Molly Burman is a wonderfully talented Irish teenager from London with a rich musical heritage stretching back generations, her parents sharing the stage with many famous and infamous members of the rock ‘n’ roll coterie.

Molly herself has been writing and performing from a young age, and her release in 2018 Happy things had already presented his budding promise at the age of 16. However, she unleashed the full extent of her talent earlier this year with the release of the dazzling single. Deceive me with flattery which is both the opening song and the title song of her superlative debut EP.

It’s a delicious serving of indie pop that boldly announced that we had a new rising star on our hands (exciting both NME and BBC6 among a host of other outlets). Burman nostalgically delivers sweet, bitter lyrics about a rather unsatisfying date “Don’t you understand that someone so fragile can actually create ideas harder than your abs, uh?” “, supported by a heavenly soundtrack that exudes a seductive freshness regardless of its retro qualities.

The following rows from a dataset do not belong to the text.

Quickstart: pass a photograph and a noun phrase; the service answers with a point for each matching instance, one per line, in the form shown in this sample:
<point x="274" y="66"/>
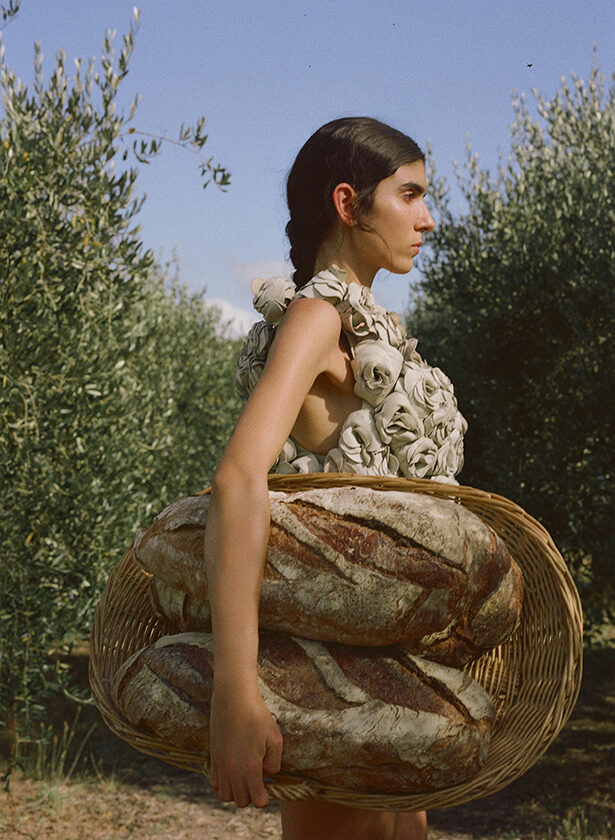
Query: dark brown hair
<point x="360" y="151"/>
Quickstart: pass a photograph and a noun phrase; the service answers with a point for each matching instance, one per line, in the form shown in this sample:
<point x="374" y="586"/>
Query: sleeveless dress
<point x="408" y="425"/>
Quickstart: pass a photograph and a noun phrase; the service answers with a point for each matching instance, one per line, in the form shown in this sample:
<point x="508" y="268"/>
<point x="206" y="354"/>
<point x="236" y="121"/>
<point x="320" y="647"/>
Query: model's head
<point x="359" y="151"/>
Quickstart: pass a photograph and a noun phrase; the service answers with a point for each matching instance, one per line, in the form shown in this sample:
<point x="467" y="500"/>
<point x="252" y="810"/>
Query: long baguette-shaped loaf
<point x="355" y="565"/>
<point x="358" y="718"/>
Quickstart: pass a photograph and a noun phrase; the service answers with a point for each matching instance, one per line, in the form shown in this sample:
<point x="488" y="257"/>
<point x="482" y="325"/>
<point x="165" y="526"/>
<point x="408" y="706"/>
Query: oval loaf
<point x="358" y="718"/>
<point x="354" y="565"/>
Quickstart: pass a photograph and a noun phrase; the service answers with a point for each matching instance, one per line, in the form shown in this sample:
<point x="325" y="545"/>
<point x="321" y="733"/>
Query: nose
<point x="425" y="220"/>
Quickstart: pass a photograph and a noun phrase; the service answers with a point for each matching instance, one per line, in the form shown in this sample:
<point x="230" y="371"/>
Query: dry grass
<point x="121" y="795"/>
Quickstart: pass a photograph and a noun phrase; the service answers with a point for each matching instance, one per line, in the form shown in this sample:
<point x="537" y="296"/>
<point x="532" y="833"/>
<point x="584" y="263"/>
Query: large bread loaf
<point x="354" y="565"/>
<point x="359" y="718"/>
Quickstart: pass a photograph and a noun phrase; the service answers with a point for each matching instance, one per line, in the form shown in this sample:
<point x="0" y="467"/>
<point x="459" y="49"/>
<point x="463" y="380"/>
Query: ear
<point x="343" y="200"/>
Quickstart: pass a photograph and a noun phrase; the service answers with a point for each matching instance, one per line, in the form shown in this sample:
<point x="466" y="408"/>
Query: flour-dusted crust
<point x="358" y="566"/>
<point x="356" y="718"/>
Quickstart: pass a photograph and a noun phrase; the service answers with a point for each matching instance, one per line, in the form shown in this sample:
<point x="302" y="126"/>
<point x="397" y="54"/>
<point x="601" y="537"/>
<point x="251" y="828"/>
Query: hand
<point x="245" y="743"/>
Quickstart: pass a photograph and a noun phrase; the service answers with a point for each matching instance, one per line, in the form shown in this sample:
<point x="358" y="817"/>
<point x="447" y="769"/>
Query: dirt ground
<point x="120" y="794"/>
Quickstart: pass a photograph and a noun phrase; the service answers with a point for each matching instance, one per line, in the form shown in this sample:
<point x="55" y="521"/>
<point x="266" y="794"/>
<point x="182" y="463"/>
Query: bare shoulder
<point x="310" y="320"/>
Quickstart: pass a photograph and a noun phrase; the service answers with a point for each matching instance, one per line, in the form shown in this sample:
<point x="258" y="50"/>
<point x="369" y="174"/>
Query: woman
<point x="356" y="201"/>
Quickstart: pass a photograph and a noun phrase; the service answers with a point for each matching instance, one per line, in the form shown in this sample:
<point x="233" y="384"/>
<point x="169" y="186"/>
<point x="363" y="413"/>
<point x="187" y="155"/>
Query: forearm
<point x="235" y="546"/>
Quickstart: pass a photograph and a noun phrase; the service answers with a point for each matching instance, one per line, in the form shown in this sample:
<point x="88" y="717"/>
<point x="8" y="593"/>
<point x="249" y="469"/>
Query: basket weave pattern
<point x="533" y="679"/>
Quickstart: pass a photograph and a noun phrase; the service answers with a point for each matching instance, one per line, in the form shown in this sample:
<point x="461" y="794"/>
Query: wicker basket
<point x="533" y="679"/>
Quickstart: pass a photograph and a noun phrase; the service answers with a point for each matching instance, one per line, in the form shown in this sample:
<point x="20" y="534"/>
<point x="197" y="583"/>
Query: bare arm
<point x="244" y="738"/>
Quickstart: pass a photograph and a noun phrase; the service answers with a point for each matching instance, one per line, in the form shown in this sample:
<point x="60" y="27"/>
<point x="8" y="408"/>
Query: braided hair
<point x="360" y="151"/>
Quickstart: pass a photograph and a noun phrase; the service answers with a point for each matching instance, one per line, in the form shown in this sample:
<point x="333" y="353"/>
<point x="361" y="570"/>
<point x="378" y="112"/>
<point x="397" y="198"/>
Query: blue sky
<point x="266" y="74"/>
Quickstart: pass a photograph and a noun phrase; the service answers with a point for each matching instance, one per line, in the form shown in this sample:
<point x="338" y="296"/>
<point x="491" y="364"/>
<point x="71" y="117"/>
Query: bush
<point x="517" y="306"/>
<point x="116" y="393"/>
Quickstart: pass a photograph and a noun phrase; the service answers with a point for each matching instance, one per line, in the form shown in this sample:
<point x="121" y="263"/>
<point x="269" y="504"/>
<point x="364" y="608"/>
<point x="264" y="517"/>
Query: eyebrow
<point x="411" y="185"/>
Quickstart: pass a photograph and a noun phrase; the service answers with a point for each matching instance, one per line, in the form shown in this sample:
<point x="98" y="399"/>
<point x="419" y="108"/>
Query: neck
<point x="335" y="249"/>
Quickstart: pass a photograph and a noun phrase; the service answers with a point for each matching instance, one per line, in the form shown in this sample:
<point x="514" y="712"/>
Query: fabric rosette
<point x="327" y="285"/>
<point x="360" y="449"/>
<point x="272" y="296"/>
<point x="397" y="420"/>
<point x="293" y="459"/>
<point x="252" y="357"/>
<point x="417" y="458"/>
<point x="376" y="367"/>
<point x="427" y="387"/>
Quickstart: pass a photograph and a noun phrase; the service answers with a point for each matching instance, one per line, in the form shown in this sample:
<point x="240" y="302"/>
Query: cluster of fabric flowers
<point x="409" y="423"/>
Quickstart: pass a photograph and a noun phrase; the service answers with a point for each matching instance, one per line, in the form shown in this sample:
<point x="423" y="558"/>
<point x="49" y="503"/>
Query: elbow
<point x="232" y="477"/>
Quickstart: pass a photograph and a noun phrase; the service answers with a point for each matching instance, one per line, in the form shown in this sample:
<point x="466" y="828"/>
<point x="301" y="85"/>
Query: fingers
<point x="273" y="757"/>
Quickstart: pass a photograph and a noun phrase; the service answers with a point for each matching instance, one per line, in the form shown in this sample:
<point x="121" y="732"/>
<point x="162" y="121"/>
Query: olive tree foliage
<point x="518" y="306"/>
<point x="116" y="391"/>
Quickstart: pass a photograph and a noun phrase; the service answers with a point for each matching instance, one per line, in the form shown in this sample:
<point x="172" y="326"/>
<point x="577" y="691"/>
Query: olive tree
<point x="517" y="305"/>
<point x="116" y="391"/>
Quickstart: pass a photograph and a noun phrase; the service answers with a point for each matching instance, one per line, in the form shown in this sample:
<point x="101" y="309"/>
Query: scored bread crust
<point x="356" y="718"/>
<point x="354" y="565"/>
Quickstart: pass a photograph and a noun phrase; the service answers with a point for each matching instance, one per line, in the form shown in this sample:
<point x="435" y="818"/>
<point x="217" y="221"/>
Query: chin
<point x="401" y="268"/>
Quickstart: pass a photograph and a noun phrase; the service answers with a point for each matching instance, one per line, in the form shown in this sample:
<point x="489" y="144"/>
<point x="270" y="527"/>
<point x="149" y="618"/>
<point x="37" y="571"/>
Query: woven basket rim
<point x="554" y="679"/>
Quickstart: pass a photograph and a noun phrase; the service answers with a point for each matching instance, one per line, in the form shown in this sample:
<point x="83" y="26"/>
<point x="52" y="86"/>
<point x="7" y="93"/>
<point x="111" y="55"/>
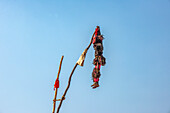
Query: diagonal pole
<point x="81" y="59"/>
<point x="55" y="96"/>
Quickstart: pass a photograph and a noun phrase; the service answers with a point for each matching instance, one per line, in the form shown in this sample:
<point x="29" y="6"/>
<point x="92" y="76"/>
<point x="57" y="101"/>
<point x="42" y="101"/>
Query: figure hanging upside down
<point x="99" y="60"/>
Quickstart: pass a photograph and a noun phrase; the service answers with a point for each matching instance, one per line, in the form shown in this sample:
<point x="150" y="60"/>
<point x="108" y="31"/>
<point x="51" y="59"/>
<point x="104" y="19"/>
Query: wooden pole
<point x="55" y="96"/>
<point x="69" y="81"/>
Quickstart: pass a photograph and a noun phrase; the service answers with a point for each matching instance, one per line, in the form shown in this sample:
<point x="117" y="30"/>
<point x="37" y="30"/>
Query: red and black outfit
<point x="99" y="60"/>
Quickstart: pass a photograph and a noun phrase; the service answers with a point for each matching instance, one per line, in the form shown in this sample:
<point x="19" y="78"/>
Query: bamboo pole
<point x="56" y="89"/>
<point x="69" y="81"/>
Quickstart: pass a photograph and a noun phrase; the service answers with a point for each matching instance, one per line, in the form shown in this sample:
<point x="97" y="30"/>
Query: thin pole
<point x="63" y="97"/>
<point x="55" y="96"/>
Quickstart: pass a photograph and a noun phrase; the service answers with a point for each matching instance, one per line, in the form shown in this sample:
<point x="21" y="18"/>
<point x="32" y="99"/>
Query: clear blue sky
<point x="34" y="34"/>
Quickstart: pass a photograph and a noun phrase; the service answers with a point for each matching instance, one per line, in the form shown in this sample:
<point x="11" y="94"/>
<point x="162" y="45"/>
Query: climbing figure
<point x="99" y="60"/>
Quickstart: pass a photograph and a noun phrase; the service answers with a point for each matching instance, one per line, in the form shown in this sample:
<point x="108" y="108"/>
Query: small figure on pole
<point x="99" y="58"/>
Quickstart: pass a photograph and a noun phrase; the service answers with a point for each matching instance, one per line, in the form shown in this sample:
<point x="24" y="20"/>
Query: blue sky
<point x="34" y="34"/>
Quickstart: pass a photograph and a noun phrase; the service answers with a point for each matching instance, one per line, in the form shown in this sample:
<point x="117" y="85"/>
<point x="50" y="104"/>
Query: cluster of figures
<point x="99" y="60"/>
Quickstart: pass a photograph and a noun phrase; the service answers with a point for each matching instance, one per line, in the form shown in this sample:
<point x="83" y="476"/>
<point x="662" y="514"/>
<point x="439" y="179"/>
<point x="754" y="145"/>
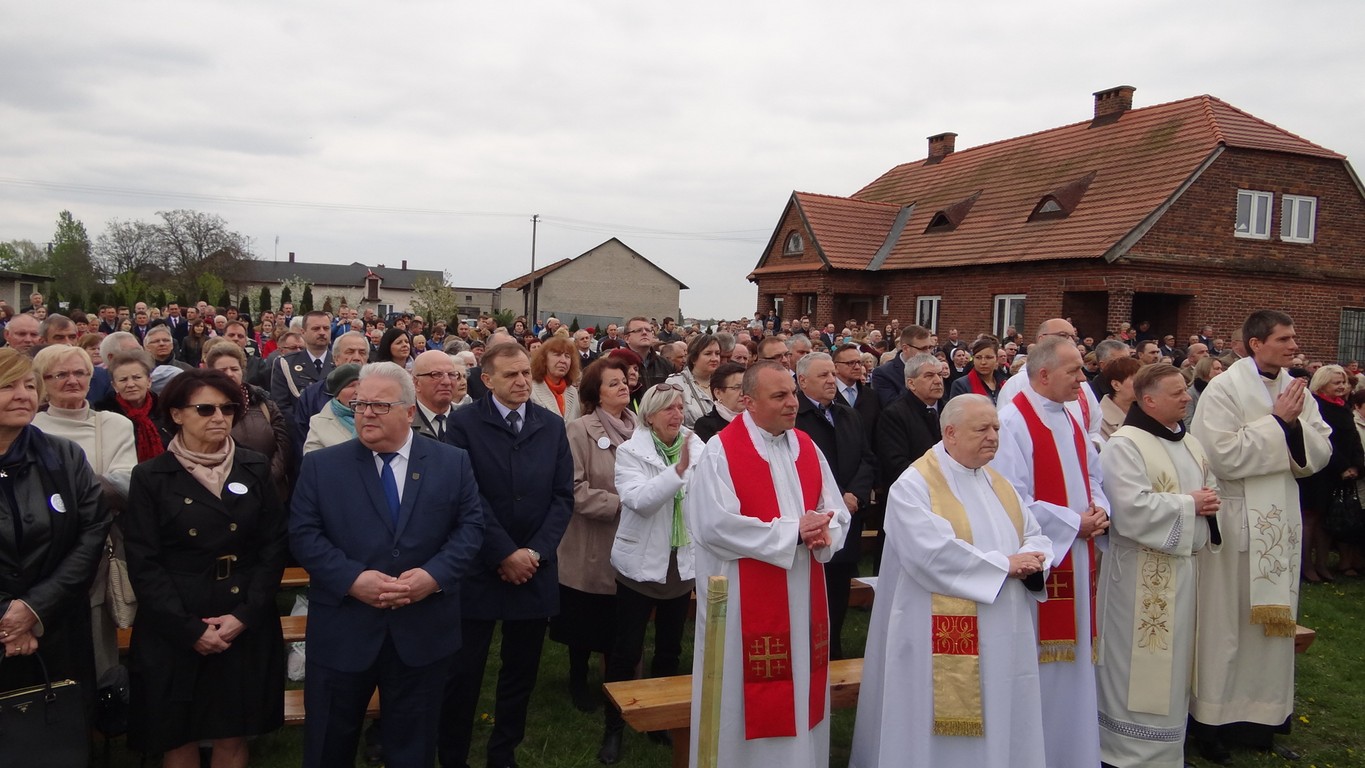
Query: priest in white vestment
<point x="1050" y="460"/>
<point x="774" y="701"/>
<point x="1162" y="490"/>
<point x="1085" y="407"/>
<point x="1260" y="431"/>
<point x="939" y="689"/>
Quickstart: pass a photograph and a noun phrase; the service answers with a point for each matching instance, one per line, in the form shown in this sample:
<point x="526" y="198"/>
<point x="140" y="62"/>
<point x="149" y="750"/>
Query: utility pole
<point x="531" y="292"/>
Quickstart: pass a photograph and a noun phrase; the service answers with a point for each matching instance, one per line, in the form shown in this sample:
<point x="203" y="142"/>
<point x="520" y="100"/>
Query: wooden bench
<point x="665" y="704"/>
<point x="294" y="711"/>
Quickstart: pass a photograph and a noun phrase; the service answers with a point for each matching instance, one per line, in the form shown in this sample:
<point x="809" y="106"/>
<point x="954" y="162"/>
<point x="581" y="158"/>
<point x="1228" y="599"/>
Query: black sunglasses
<point x="206" y="409"/>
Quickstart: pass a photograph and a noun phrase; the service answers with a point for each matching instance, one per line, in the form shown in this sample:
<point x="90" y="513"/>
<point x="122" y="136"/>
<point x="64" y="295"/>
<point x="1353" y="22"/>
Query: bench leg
<point x="681" y="745"/>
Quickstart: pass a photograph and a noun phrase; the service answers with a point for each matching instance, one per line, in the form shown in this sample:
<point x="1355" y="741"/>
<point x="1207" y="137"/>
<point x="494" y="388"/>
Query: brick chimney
<point x="942" y="145"/>
<point x="1113" y="102"/>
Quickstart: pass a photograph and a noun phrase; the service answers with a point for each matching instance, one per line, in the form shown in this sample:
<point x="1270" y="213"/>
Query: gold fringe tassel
<point x="958" y="727"/>
<point x="1055" y="651"/>
<point x="1276" y="621"/>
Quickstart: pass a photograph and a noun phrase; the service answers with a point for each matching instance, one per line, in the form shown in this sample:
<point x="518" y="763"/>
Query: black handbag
<point x="1343" y="517"/>
<point x="44" y="726"/>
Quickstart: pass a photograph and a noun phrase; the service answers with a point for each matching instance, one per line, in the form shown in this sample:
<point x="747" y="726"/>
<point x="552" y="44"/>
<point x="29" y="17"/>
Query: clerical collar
<point x="1140" y="419"/>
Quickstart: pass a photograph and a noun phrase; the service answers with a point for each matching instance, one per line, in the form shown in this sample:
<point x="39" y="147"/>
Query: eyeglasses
<point x="377" y="408"/>
<point x="64" y="375"/>
<point x="206" y="409"/>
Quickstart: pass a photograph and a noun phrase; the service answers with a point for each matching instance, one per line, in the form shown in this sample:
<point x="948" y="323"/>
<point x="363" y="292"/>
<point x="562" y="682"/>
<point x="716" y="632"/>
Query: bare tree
<point x="127" y="246"/>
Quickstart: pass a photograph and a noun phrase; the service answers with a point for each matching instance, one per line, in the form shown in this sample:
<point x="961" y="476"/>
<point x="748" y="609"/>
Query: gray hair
<point x="336" y="343"/>
<point x="154" y="330"/>
<point x="53" y="322"/>
<point x="956" y="409"/>
<point x="1109" y="348"/>
<point x="1047" y="355"/>
<point x="916" y="364"/>
<point x="804" y="363"/>
<point x="115" y="341"/>
<point x="395" y="373"/>
<point x="655" y="400"/>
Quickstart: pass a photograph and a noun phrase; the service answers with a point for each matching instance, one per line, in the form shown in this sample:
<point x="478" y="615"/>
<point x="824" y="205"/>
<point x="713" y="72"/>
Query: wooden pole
<point x="713" y="669"/>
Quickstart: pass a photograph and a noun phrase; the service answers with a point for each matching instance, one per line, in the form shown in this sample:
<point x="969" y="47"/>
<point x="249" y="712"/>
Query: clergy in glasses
<point x="389" y="527"/>
<point x="766" y="512"/>
<point x="950" y="673"/>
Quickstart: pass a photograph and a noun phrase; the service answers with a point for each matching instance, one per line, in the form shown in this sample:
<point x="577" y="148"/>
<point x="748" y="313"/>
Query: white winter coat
<point x="647" y="486"/>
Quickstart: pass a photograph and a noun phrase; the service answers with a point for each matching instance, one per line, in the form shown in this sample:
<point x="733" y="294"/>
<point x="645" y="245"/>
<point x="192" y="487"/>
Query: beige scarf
<point x="210" y="469"/>
<point x="957" y="665"/>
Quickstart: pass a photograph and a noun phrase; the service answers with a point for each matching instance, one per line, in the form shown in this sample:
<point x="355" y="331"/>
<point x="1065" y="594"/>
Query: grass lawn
<point x="1327" y="729"/>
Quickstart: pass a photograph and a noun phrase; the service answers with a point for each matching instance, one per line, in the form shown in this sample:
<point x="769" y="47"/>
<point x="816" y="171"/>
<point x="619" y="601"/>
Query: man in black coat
<point x="524" y="471"/>
<point x="889" y="378"/>
<point x="909" y="426"/>
<point x="837" y="431"/>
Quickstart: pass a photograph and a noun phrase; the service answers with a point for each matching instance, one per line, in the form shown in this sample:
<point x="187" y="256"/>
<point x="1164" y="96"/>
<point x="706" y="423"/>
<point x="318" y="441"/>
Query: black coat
<point x="175" y="534"/>
<point x="526" y="487"/>
<point x="905" y="431"/>
<point x="53" y="566"/>
<point x="845" y="448"/>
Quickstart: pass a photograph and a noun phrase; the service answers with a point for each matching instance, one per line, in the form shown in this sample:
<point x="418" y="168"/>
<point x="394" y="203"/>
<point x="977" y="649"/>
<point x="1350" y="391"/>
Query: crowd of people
<point x="440" y="484"/>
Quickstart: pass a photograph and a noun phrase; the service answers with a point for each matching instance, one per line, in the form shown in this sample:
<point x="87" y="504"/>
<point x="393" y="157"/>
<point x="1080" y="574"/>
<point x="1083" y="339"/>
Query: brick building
<point x="1185" y="213"/>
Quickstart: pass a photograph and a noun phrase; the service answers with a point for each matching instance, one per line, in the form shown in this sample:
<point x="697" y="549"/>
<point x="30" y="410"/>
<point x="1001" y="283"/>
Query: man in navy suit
<point x="388" y="527"/>
<point x="524" y="469"/>
<point x="889" y="378"/>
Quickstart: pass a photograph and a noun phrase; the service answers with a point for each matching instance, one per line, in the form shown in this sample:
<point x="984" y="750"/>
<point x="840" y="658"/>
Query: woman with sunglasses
<point x="205" y="534"/>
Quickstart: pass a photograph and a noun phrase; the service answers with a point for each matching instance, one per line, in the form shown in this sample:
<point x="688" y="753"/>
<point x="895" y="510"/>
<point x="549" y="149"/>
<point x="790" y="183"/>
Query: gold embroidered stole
<point x="957" y="665"/>
<point x="1152" y="655"/>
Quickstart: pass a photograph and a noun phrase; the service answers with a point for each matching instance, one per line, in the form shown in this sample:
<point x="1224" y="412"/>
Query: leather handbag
<point x="119" y="598"/>
<point x="44" y="726"/>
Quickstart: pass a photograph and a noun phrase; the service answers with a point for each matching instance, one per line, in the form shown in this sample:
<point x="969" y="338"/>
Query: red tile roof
<point x="1139" y="161"/>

At Everytime Burman bravely chants his own insecurities, asking the question “When will someone love me enough?” I know I’m acting tough. But when will I be more than kind and fun? “, while berating her treatment by a host of fleeting and indifferent love interests. It’s a hymn that pulls the chords of dreamy lo-fi pop.

Burman is not only a talented writer and singer, but she also performs production duties on the EP, confidently creating an eloquent and distinctive sound, superbly supported by her band of fellow music students – Charlie Brown (bass), Will Chapman (guitar) and Mo Siab (drums).

Debt, the closer EP, is an absolutely awesome way to wrap up this collection. Inspired by an experience she had at a dance party with her friends, one guy insisted too much on getting her a drink and about what he thought he was entitled to afterwards. Burman delivers searing retort set to infectious funky tune “Just because you bought me a drink doesn’t mean I owe you anything”. It is a meteoric suppression of misogynistic privilege and a confident declaration of its own self-determination. “I’m not someone’s confidence boost”.

“Fool Me With Flattery” is chock full of candid revelations and catchy indie pop hooks, a wonderful introduction to Molly Burman, a talent we will certainly hear a lot more about in the years to come.